Atwood was not the only one to think the boat price may have been artificially fixed, but he was the only dealer who dared to go on record as saying so.
Rumors flew. Abundant rumors. People floated theory after theory. One dealer said, “Don’t get me wrong: I’d love to get [so and so] out of the business, but is what he’s doing manipulating the price or just good business?” In the end, most realistic, rational professionals said they didn’t think anybody had done anything illegal.
How did this huge price jump happen? It started back when the price dropped unusually, abysmally low in October when fishermen put too much lobster on the market for the market to absorb because the usual absorbers, Canadian processors who cook and freeze lobster into tails and meat for the cruise line and Red Lobster-type trade, couldn’t absorb the product because they didn’t have orders. The public was hanging on to what money it had in its wallet, and without orders the processors couldn’t get their usual lines of credit needed to buy all that lobster.
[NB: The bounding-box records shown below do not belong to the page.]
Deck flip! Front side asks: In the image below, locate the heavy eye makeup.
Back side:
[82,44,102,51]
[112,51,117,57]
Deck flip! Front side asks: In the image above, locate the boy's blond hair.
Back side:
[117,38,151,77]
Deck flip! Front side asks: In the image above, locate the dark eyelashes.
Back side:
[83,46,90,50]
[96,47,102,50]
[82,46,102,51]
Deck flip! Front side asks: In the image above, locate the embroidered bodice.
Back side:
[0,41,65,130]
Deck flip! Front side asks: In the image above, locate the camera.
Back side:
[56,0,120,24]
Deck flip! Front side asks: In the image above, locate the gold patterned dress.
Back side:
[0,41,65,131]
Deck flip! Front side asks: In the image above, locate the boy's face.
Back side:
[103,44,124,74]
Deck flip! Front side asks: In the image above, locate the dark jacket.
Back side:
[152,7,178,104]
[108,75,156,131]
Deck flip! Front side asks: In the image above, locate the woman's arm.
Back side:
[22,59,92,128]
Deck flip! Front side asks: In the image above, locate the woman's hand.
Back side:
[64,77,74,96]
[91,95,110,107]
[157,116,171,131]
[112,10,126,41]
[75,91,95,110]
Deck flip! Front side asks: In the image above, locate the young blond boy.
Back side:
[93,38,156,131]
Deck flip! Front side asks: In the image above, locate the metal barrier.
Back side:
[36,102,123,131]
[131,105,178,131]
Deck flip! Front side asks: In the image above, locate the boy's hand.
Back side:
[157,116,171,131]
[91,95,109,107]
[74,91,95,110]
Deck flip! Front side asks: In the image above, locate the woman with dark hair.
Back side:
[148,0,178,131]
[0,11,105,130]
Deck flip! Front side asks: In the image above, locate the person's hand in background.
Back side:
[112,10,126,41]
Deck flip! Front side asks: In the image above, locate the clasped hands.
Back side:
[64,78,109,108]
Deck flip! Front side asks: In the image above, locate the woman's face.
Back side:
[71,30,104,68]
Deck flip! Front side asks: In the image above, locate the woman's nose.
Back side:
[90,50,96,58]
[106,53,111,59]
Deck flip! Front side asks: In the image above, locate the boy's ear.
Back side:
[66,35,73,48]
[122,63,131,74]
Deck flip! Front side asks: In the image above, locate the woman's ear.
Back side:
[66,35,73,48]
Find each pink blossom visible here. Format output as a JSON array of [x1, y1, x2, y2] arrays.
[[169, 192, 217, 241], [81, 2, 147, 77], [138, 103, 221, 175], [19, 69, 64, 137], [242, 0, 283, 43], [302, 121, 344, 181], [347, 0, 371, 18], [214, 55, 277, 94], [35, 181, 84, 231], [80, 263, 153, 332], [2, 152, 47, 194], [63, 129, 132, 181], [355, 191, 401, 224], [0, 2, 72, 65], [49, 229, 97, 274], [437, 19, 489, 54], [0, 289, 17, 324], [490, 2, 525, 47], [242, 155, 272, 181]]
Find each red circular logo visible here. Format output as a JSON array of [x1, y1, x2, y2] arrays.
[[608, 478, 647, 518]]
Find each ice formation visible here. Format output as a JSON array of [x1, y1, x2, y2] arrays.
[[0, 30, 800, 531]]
Word got out about the plight of the lobsterman, which ended up providing worldwide advertising, both free and paid for, which led to supermarket chain sales and other sales. Europe, also the recipient of that free advertising, took a lot of lobster over the holidays. There, the New Year’s market was as big or bigger than the Christmas market. (Italy and other Catholic countries have a tradition of serving lobster for Christmas Eve as well as at holiday parties.)
By January the combination of Mother Nature, the sales from the free advertising, and all the specials had taken care of surplus lobster held in inventories. Colder and stormier than usual winter weather set in, which kept boats on their moorings in Canada and the United States. Landings dropped. As Downeast Maine poundkeeper Sid Look has said many times over the years, “When snow hits, lobsters stop crawling. It’s like snapping your fingers.” What he means is that as fishermen and dealers know, the water temperature has to reach 42 degrees Fahrenheit on the ocean bottom and 46 degrees at the surface before a lobster will come out of its version of hibernation and crawl into traps. At lower temperatures, lobster does not trap. Temperature, as well as cold, stormy fishing weather keep winter catches minimal and inventories low. As inventories emptied out and people sought to fill their usual winter orders, prices rose.
“It was pure capitalism at work,” declared Peter McAleney of Portland’s New Meadows Seafood. “Supply and demand.”
But others insisted the price had been fixed. One such complainant said, “If the price had gone up 50 cents a week in December and boosted it up to $6 by January it would have been okay, but three dollars in 10 days is not good with the economy the way it is. It will take a lot longer to get the price back to normal.” The dealer said, “Stabilization is the word.”